Faruk Nafiz Çamlıbel’in şu şiirini Sofra’dan eksik etmiyor, ezbere söylüyordu:

“Yeşil hem de!

Ben bu rengi taşırım her zaman can köşemde,

Yeşilde ne arar da bulamaz insanoğlu?

Yeşil bu…varlık dolu, gök dolu, umman dolu, umman dolu!

Meyve veren ağaçlar, bu çini rengindedir,

Bu çini rengindedir bahar, deniz, kır, orman,

Bana Tanrı’m gözükür yeşil dediğim zaman!…” 

Köşkün yerini değiştirme görevi İstanbul Belediyesi’ne verildi.

Belediye Fen İşleri Müdürü Yusuf Ziya (Erdem) Bey ve onun direktifiyle de Fen İşleri Yollar Köprüler Başmühendisi Ali Galip (Anlar) Bey, teknik bir kadroyla Yalova’ya gelip çalışmaya başladılar.

Önce, bina çevresindeki toprak büyük bir dikkatle kazılarak, temel seviyesine inildi.

İstanbul’dan getirtilen tramvay rayları temele yerleştirildi.

Santim santim yapılan çalışmalar sonunda, bina temelin altına sokulan raylar üzerine oturtuldu.

İstanbul Belediyesi Fen İşleri 7 Ağustos 1930 Perşembe günü Yalova’ya bir gezi düzenledi. Şehir Hatlarının bir vapuru tahsis edildi. Böylece köşkün yürütülme çalışması İstanbul’daki tüm mühendislerin önünde yapıldı.

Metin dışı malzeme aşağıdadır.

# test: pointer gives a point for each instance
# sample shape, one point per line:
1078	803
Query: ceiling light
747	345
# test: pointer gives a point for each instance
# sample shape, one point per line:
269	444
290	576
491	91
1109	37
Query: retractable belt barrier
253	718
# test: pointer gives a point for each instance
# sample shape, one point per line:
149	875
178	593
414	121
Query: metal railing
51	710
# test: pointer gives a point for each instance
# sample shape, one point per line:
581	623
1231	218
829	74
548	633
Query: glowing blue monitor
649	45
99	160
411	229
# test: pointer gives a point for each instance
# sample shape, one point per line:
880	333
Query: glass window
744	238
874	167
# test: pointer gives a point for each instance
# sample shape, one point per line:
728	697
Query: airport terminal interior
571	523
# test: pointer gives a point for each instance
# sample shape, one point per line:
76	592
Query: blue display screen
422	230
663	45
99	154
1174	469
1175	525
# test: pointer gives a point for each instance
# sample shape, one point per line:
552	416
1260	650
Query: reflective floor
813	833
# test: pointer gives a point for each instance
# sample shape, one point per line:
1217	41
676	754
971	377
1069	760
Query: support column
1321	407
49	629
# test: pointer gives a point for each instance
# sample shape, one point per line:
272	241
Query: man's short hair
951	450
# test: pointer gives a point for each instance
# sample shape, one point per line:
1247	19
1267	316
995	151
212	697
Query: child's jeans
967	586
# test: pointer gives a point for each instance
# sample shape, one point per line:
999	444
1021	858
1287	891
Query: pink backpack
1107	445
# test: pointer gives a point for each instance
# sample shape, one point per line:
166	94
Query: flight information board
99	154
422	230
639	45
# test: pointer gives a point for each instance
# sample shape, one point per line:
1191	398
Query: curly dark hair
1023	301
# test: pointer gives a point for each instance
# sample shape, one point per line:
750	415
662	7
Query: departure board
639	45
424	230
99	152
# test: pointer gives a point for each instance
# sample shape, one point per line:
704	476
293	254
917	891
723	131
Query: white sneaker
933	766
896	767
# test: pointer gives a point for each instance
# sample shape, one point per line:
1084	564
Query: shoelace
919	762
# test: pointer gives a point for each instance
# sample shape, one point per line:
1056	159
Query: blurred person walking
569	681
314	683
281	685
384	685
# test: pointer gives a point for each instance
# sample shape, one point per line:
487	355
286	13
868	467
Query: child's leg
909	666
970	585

Yürütme çalışması 8 Ağustos 1930 Cuma günü öğleden sonra saat 15.00’te başladı. Bu çalışmayı Atatürk, kız kardeşi Makbule (Atadan) Hanım, İstanbul Vali Vekili Muhittin (Üstündağ) Bey, Fen İşleri Müdürü Yusuf Ziya Bey ve İstanbul’dan gelen mimar ve mühendislerle birlikte izlediler

Köşkün yürütülme işlemi iki aşamada yapıldı:

8 Ağustos 1930 Cuma günü, öncelikle yapının teras bölümü (toplantı salonu olarak kullanılan, üç yanı camlı bölme) kaydırıldı.

Diğer iki gün içinde de, ana bölmenin raylar üzerinde kaydırılma işlemi tamamlandı ve bina beş metre kadar doğuya kaydırıldı.

BÖYLECE KÖŞK YIKILMAKTAN, AĞAÇ KESİLMEKTEN KURTULDU.

PEKİ, YA BİZLER!…

ALMAMIZ GEREKEN DERSİ ALDIK MI?

ÖYLEYSE BU TAKSİM’DE OLUP BİTENLER NE?